10 things gardeners can do differently

  1.  Slow the flow when you are watering and don’t be in a rush to get the water to soak into the compost, it will run off the surface or drain through the bottom of the container, where it will be wasted.
  2. Using double the amount of water also doubled the amount of water wasted, but produced only 8-15% more petunia flowers.
  3. 30cm baskets with 6 petunia plants that were given one litre water per day on average, produced a similar amount of flowers as baskets given 300 mls water per day on average with most of the excess wasted.
  4. Very wet or very dry compost wasted the most water so try to keep things just moist. 
  5. Allowing the surface of the compost to dry out isn’t a problem and can actually be an advantage in reducing water lost from the surface.
  6. Containers that allow you to water below the surface of the compost (such as selfwatering baskets) keep the surface dry, reducing evaporation and have in built space to store water if it does rain.
  7. Automated drip irrigation systems can stop wastage because the slow drips have time to soak in before the water runs away, and on a larger scale can be set up to match the rate that the plants are using the water.
  8. A timed drip irrigation systems still needs adjustment to make sure it is delivering what the plant needs as it grows and as the weather changes. Soil moisture sensors are an improvement on this but still need checking to make sure that what they are measuring is representative of what the plants need.
  9. Containers don’t need to be topped up full all the time and many plants will adapt by using less water if there is less available to them.
  10. Save rainwater rather than using mains water because plants prefer it.  All the drip irrigation systems in the trial needed mains pressure to work apart from the solar powered pump system, which used water from a water butt.
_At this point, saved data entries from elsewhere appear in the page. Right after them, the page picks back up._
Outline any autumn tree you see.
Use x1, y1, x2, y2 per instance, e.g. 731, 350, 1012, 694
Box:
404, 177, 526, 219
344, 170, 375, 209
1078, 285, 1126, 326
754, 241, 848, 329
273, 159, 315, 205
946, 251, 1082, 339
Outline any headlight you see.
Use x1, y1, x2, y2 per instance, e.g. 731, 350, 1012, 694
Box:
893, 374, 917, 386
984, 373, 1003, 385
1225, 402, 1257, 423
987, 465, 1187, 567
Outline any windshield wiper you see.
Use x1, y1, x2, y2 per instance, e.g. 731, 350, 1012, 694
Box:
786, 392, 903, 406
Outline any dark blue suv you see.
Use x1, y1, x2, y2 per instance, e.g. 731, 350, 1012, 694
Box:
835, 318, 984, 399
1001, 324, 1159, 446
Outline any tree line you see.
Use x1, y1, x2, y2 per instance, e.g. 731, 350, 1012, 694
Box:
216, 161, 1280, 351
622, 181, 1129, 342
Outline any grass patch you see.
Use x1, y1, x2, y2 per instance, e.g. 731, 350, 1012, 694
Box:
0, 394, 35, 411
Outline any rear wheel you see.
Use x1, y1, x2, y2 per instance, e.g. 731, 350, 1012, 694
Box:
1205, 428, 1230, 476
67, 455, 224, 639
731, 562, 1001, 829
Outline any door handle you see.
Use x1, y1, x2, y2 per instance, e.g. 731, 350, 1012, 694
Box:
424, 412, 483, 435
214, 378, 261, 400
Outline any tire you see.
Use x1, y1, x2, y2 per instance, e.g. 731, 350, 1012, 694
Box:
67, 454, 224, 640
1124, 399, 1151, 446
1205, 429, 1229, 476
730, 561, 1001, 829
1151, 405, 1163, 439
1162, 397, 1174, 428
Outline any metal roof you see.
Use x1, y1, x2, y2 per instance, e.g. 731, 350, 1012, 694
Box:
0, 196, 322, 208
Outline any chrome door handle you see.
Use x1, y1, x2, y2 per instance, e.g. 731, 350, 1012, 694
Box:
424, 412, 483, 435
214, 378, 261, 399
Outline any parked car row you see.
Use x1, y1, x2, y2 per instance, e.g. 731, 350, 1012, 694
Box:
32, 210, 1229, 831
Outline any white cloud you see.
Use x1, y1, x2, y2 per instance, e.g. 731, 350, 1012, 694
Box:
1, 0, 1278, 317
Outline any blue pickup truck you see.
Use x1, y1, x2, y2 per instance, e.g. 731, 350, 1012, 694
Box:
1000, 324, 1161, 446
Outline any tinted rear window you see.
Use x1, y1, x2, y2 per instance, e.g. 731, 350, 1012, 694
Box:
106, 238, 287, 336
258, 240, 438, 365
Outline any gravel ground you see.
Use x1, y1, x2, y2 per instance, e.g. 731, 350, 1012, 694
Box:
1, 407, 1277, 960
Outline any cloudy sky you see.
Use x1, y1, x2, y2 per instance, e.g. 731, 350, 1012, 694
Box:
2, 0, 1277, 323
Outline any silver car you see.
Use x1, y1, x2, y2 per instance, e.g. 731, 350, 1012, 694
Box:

Why self-watering baskets work:

Traditional hanging baskets are notoriously difficult to water and keep moist, but these baskets has a reservoir that means there is an extra portion of water that the plants can use on the hottest days.

Always fill the reservoir, rather than adding water to the compost surface so that the water and the wick stay clean. Watering from above will wash compost fines and nutrients into the reservoir and make it go smelly and anaerobic. Water into the reservoir and the plants will suck up water by capillary action and just take what they need.
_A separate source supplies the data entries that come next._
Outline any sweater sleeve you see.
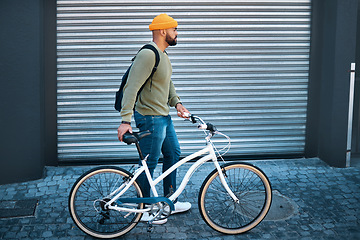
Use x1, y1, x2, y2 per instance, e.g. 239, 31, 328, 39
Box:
120, 49, 155, 122
168, 79, 181, 107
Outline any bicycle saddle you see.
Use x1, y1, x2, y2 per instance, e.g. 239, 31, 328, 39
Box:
123, 130, 151, 145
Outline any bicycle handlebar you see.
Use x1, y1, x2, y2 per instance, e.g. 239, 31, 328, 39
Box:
183, 113, 217, 133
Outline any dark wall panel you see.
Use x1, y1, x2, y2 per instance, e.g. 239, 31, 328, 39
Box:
0, 0, 45, 184
306, 0, 358, 167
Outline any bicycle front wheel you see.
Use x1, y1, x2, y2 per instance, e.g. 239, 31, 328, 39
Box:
69, 166, 144, 239
198, 162, 272, 234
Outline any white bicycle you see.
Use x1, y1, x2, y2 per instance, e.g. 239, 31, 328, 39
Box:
68, 115, 272, 238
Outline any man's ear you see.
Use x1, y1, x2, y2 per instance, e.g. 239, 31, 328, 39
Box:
159, 29, 166, 37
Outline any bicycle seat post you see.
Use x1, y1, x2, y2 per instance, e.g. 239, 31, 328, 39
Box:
123, 131, 151, 160
135, 142, 145, 160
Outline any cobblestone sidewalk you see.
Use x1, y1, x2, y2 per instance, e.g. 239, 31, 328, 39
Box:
0, 158, 359, 239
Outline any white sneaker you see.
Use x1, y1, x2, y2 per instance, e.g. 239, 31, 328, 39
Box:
140, 212, 167, 225
171, 201, 192, 214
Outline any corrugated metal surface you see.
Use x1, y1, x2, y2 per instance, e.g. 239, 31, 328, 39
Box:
57, 0, 311, 162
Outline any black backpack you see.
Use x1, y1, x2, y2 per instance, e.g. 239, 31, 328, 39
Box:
114, 44, 160, 112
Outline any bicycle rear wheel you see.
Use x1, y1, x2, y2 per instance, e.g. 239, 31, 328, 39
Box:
198, 162, 272, 234
69, 166, 143, 239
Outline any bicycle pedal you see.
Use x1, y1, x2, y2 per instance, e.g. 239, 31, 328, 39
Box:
147, 223, 153, 233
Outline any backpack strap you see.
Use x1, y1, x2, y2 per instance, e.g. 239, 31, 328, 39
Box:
132, 44, 160, 90
141, 44, 160, 90
140, 44, 160, 74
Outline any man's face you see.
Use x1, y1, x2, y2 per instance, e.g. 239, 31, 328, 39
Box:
165, 27, 178, 46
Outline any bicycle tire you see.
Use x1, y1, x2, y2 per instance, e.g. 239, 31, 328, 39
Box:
198, 162, 272, 234
68, 166, 144, 239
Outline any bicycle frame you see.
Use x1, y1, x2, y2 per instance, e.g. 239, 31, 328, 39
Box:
105, 137, 239, 212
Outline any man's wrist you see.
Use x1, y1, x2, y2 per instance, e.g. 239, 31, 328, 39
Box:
121, 121, 131, 125
175, 102, 182, 109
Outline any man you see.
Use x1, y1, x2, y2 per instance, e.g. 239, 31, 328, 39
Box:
117, 14, 191, 224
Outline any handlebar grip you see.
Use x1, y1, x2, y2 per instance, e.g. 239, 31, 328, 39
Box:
206, 123, 217, 132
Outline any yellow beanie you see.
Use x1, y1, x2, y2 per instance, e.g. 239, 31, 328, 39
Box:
149, 14, 178, 31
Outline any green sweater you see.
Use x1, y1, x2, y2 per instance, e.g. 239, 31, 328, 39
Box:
120, 42, 181, 122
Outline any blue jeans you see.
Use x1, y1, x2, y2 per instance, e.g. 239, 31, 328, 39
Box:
134, 111, 181, 197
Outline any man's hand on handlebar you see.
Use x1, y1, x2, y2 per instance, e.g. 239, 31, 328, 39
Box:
176, 103, 190, 119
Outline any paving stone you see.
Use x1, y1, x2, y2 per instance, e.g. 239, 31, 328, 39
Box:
0, 158, 360, 239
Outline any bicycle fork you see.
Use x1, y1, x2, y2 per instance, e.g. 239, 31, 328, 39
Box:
210, 148, 240, 204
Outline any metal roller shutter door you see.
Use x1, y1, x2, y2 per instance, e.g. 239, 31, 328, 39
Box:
57, 0, 311, 163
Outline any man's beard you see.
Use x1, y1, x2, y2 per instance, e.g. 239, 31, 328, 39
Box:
166, 35, 177, 46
Rather than overwatering, just because you can only water at certain times of the day, (which will encourage your plants to use more water), you can fill the reservoir anytime and know that you haven't saturated the compost.

By keeping the compost surface dry all the time, you also reduce evaporation so saving water as well. And there's more.... all that water running out the bottom of traditional hanging baskets means you are not only wasting water but leaching nutrients needed to keep plants flowering. There is little wasted with the reservoir to catch both water and nutrients when it rains. Water from below and these baskets work very well.